When taking a full prevented plant payment, farmers are allowed to plant a cover crop, but it previously couldn’t be harvested until after November 1 and then only as grazed or baled feed.

As a result of recent emergency legislation, new insurance program rules dictate that farmers can now opt to plant a forage crop after their designated final planting date and harvest it on or after September 1. Further, now a cover crop can be baled; cut for silage, haylage, or baleage; or grazed.

The following chart from the University of Nebraska sorts out the various options in terms of planting time and payment levels.

Moving the harvest date up by two months not only opens up a wealth of options, it also helps to ensure that higher quality forage can be harvested. Additionally, it will be much easier to keep the forage from enduring multiple frosts before harvest in many states.

Get creative

Word on the street is that traditional annual cover crop (forage) species are hard to come by given the high demand. This means farmers will have to get creative.

The Risk Management Agency (RMA) does not have an official list of approved cover crops. RMA states that “For crop insurance purposes, a cover crop is a crop generally recognized by agricultural experts as agronomically sound for the area for erosion control or other purposes related to conservation or soil improvement.”

This means it will be important to check with your insurance agent and/or the Natural Resources Conservation Service (NRCS) to make sure what you are planting is considered a cover crop for your state. In some states, for example, corn or soybeans for silage can be planted on acres originally targeted for corn or soybeans for grain.

Even if you don’t have any prevented planted acres, perhaps your grain-producing neighbors do. Under these new guidelines, you can have them plant corn and then purchase that crop as silage as long as it gets harvested after September 1 (a sure bet at this point).

If fields are still too wet to plant (as many are), seeding cereal forages such oats in late July or early August remains a good option. Even in a normal year, fall-harvested cereals provide high-quality forage that can be used for a variety of livestock classes.

Recently, one producer asked me about seeding alfalfa this late in the game.

Alfalfa can be seeded anytime as long as adequate moisture is available through the establishment period. The risk of seeding this late is that the spigot may shut off during the hottest part of the growing season. That said, it may not, in which case there would still be time (60 days) to get one cutting before or around early September, then allow for regrowth during the fall.

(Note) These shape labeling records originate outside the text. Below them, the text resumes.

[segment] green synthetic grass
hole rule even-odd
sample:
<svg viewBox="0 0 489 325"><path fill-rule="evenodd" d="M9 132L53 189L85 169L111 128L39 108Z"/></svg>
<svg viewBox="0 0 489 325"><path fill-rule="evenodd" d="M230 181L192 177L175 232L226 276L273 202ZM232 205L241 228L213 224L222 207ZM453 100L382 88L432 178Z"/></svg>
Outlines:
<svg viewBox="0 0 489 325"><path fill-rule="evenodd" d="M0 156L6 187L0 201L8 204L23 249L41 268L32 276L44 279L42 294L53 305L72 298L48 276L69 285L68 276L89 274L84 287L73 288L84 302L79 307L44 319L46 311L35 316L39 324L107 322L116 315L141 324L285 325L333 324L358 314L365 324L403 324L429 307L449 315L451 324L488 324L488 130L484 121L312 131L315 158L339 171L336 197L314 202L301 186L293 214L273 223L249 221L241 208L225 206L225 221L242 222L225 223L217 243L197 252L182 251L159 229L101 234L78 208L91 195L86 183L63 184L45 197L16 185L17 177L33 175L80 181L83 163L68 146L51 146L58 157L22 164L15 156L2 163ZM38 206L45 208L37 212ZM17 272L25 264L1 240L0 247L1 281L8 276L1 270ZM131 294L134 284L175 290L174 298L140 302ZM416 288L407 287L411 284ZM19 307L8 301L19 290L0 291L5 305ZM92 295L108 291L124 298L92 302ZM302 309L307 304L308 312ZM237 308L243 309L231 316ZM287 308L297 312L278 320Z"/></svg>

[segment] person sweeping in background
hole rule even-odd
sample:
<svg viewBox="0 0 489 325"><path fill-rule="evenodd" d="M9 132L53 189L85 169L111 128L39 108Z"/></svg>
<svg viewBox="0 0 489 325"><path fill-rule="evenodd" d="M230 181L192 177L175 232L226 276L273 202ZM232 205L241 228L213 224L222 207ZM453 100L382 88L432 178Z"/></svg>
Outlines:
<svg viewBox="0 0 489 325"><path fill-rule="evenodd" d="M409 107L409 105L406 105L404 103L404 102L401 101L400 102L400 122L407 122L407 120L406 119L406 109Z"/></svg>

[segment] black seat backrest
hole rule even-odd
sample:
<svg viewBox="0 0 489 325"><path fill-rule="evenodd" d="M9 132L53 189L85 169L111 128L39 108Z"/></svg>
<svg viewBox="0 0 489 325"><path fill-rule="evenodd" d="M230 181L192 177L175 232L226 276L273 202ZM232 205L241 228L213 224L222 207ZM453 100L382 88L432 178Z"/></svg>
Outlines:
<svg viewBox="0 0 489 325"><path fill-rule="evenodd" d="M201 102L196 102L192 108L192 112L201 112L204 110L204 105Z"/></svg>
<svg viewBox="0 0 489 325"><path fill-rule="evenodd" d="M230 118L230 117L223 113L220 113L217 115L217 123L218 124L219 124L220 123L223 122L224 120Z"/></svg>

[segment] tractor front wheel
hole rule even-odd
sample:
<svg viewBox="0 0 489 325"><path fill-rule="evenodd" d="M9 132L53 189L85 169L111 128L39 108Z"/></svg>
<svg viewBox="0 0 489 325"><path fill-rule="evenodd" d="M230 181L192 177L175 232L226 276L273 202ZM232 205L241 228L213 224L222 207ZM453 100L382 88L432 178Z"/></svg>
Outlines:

Another option is to just wait and seed alfalfa later this summer.

Virtually everything that could go wrong did go wrong this winter, spring, and early summer. Winterkill, late planting or no planting, and delayed forage harvests have all had a significant impact on the current state of forage affairs. These new crop insurance rules won’t cure all that ails, but they do open up some useful harvest options that weren’t previously available.